Bowen was “incredibly good at understanding how other people were feeling,” says psychology professor Joan Girgus, whom he recruited to be dean of the college in 1976. “He was the engineer, the cheerleader, the enthusiast and the planner, the careful, let’s-do-the-process person.” He was also quick-thinking. After Bowen and Rudenstine interviewed Girgus, “Bill was going to drive me to Lowrie House to meet with the search committee. We get in the car, he stops and puts his hand on my head, pushes me under the dashboard and says, ‘Daily Princetonian reporter passing behind the car; just stay down there.’” The secret stayed safe.

A memorial service for President Bowen *58 will be held Dec. 11 at 1:30 p.m. in the University Chapel.

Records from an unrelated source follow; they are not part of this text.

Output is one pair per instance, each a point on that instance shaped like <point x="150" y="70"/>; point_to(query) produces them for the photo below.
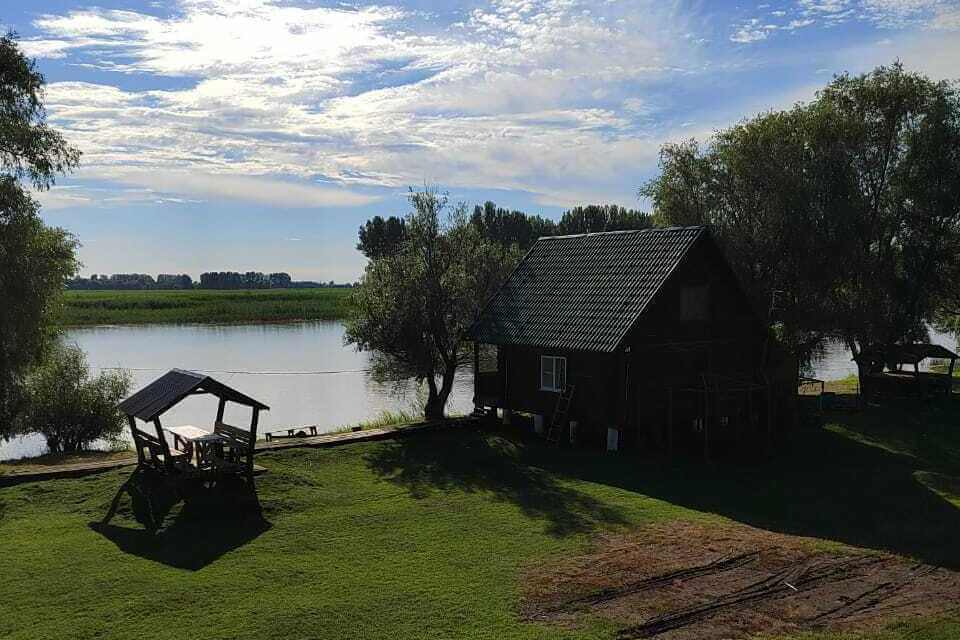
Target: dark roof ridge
<point x="624" y="231"/>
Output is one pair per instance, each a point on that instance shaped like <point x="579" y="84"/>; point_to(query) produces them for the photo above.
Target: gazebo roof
<point x="909" y="353"/>
<point x="919" y="351"/>
<point x="175" y="385"/>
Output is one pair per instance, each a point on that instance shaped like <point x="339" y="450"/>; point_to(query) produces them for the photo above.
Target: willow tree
<point x="414" y="304"/>
<point x="841" y="215"/>
<point x="35" y="260"/>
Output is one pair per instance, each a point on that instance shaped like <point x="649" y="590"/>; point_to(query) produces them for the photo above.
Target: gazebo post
<point x="141" y="459"/>
<point x="254" y="420"/>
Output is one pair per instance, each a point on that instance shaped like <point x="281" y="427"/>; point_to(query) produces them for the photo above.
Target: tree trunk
<point x="437" y="398"/>
<point x="434" y="407"/>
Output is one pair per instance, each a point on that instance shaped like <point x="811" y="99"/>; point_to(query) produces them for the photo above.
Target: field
<point x="447" y="535"/>
<point x="147" y="307"/>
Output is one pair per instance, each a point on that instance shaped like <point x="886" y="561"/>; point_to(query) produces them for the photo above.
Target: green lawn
<point x="141" y="307"/>
<point x="428" y="536"/>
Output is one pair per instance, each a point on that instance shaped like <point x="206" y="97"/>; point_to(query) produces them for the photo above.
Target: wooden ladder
<point x="560" y="414"/>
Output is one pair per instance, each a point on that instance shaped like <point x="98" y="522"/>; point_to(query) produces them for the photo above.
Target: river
<point x="303" y="371"/>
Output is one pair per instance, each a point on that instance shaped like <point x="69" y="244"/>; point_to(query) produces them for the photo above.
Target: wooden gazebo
<point x="234" y="445"/>
<point x="884" y="373"/>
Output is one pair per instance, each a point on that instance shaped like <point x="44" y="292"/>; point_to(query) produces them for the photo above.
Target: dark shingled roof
<point x="912" y="353"/>
<point x="583" y="292"/>
<point x="174" y="386"/>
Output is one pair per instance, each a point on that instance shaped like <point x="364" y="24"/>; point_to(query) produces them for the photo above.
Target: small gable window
<point x="694" y="303"/>
<point x="553" y="373"/>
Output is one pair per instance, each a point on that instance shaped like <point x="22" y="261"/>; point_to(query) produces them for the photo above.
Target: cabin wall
<point x="670" y="355"/>
<point x="593" y="374"/>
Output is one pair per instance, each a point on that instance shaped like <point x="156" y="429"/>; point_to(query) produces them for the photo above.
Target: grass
<point x="428" y="536"/>
<point x="203" y="306"/>
<point x="46" y="461"/>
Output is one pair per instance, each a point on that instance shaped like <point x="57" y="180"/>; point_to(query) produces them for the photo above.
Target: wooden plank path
<point x="321" y="441"/>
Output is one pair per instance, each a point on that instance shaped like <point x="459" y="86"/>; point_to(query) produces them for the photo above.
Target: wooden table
<point x="199" y="440"/>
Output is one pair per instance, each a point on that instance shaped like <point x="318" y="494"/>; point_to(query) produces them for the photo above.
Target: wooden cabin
<point x="639" y="338"/>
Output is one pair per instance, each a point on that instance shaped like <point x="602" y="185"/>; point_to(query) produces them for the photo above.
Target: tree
<point x="841" y="216"/>
<point x="414" y="305"/>
<point x="35" y="260"/>
<point x="70" y="408"/>
<point x="510" y="228"/>
<point x="379" y="237"/>
<point x="604" y="217"/>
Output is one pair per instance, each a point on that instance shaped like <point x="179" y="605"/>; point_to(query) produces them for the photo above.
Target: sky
<point x="260" y="134"/>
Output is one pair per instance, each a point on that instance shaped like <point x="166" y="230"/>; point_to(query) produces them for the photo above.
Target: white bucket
<point x="613" y="439"/>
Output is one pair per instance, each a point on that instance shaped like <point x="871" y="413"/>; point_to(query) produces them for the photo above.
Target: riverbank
<point x="84" y="308"/>
<point x="455" y="534"/>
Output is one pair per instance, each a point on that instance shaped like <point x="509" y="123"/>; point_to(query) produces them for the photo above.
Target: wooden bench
<point x="293" y="432"/>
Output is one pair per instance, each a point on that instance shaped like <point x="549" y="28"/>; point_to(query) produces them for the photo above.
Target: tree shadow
<point x="182" y="524"/>
<point x="470" y="461"/>
<point x="823" y="483"/>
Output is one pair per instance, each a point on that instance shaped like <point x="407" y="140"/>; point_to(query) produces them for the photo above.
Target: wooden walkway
<point x="321" y="441"/>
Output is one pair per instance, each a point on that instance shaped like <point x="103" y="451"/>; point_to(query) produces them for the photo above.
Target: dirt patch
<point x="685" y="580"/>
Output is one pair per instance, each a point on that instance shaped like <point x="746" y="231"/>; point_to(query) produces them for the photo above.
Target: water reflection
<point x="303" y="371"/>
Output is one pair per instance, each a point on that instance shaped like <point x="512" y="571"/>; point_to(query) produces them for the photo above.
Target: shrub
<point x="68" y="406"/>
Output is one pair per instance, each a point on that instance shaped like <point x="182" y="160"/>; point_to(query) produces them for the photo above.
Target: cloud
<point x="751" y="31"/>
<point x="524" y="94"/>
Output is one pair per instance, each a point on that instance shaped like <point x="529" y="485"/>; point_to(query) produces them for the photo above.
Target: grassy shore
<point x="431" y="536"/>
<point x="147" y="307"/>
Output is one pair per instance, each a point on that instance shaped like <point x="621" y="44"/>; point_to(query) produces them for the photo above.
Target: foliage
<point x="598" y="218"/>
<point x="510" y="228"/>
<point x="70" y="408"/>
<point x="380" y="238"/>
<point x="415" y="304"/>
<point x="207" y="306"/>
<point x="35" y="260"/>
<point x="29" y="149"/>
<point x="842" y="216"/>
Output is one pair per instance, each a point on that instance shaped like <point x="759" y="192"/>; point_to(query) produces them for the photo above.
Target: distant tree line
<point x="380" y="237"/>
<point x="209" y="280"/>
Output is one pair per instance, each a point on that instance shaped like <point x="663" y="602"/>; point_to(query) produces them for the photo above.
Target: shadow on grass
<point x="186" y="526"/>
<point x="471" y="461"/>
<point x="825" y="482"/>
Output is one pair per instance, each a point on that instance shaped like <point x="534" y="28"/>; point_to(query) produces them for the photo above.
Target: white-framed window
<point x="553" y="373"/>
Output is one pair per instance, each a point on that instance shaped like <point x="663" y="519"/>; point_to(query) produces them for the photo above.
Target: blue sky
<point x="259" y="134"/>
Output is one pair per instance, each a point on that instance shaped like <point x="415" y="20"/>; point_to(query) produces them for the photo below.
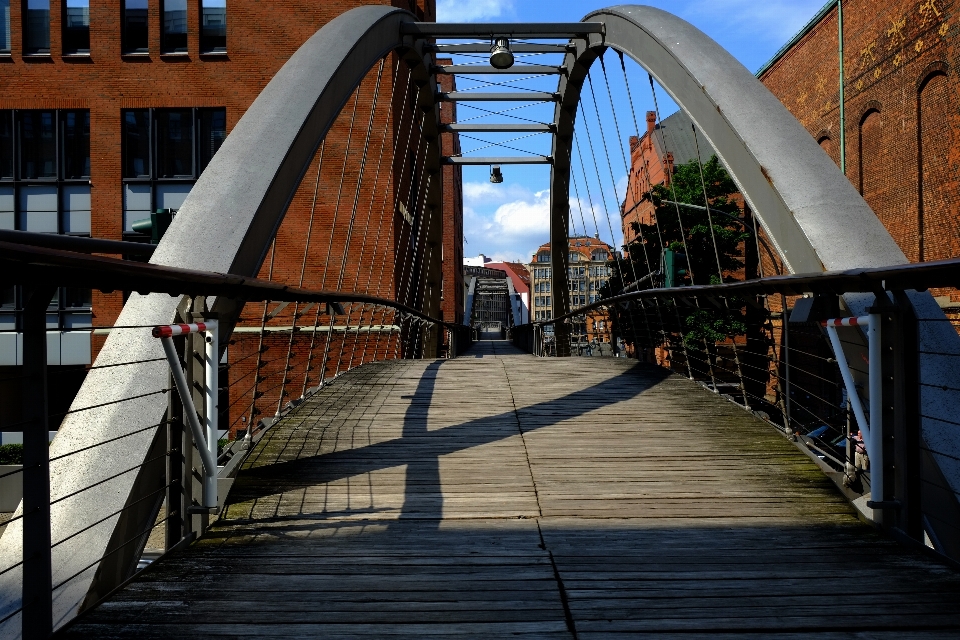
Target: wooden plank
<point x="446" y="498"/>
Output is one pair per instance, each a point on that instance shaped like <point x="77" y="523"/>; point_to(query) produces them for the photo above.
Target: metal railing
<point x="182" y="497"/>
<point x="844" y="363"/>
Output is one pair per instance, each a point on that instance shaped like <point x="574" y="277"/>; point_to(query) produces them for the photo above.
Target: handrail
<point x="28" y="265"/>
<point x="918" y="276"/>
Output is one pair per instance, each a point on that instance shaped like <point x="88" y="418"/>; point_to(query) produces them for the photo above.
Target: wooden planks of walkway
<point x="500" y="495"/>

It ruffled some conservatives’ feathers that the liberal Girgus, a product of Sarah Lawrence and the New School for Social Research, was brought in from outside for the job. Ignore them, he told her. On her first day Bowen took her up to Freddie Fox ’39’s third-floor lair in Nassau Hall, a monk’s cell crammed with memorabilia. She was moved “that Bill took the time to show me that side of Princeton as soon as I got there.” The next day Fox showed up with a Class of 1905 hatband for Girgus; her grandfather was one of two Jewish students in the class.

It shocked everyone when Bowen and Rudenstine both decamped to Mellon in 1988. Girgus recalls sociologist Marvin Bressler’s wisecrack: “Oh, my goodness. Princeton is a mom-and-pop store, and Mom and Pop are leaving.” But Princeton was soon in the capable hands of fellow economist Harold Shapiro *64, who as president of the University of Michigan had often crossed paths with Bowen at gatherings of university leaders.

At Mellon, Bowen had the resources and the talent at his disposal to do the research that went into The Shape of the River and Crossing the Finish Line, a 2009 study based on the records of 60,000 students at top public universities that documented the price paid by low-income and minority students who did not attend the best institutions for which they qualified. He got the inspiration for JSTOR, a cloud-based archive on which thousands of libraries rely, at a Denison trustees’ meeting, wrestling with how to expand the library to accommodate its bulging journals. He also founded ITHAKA, the digital publisher.

After a last dinner out with the Bowens in mid-October, Shapiro dropped them back at home, then lingered while the couple — who met in fourth grade — walked inside. It was past 10 p.m. Shapiro looked up and watched as Bowen marched directly into his study. “He worked straight to the end. It was just his character.”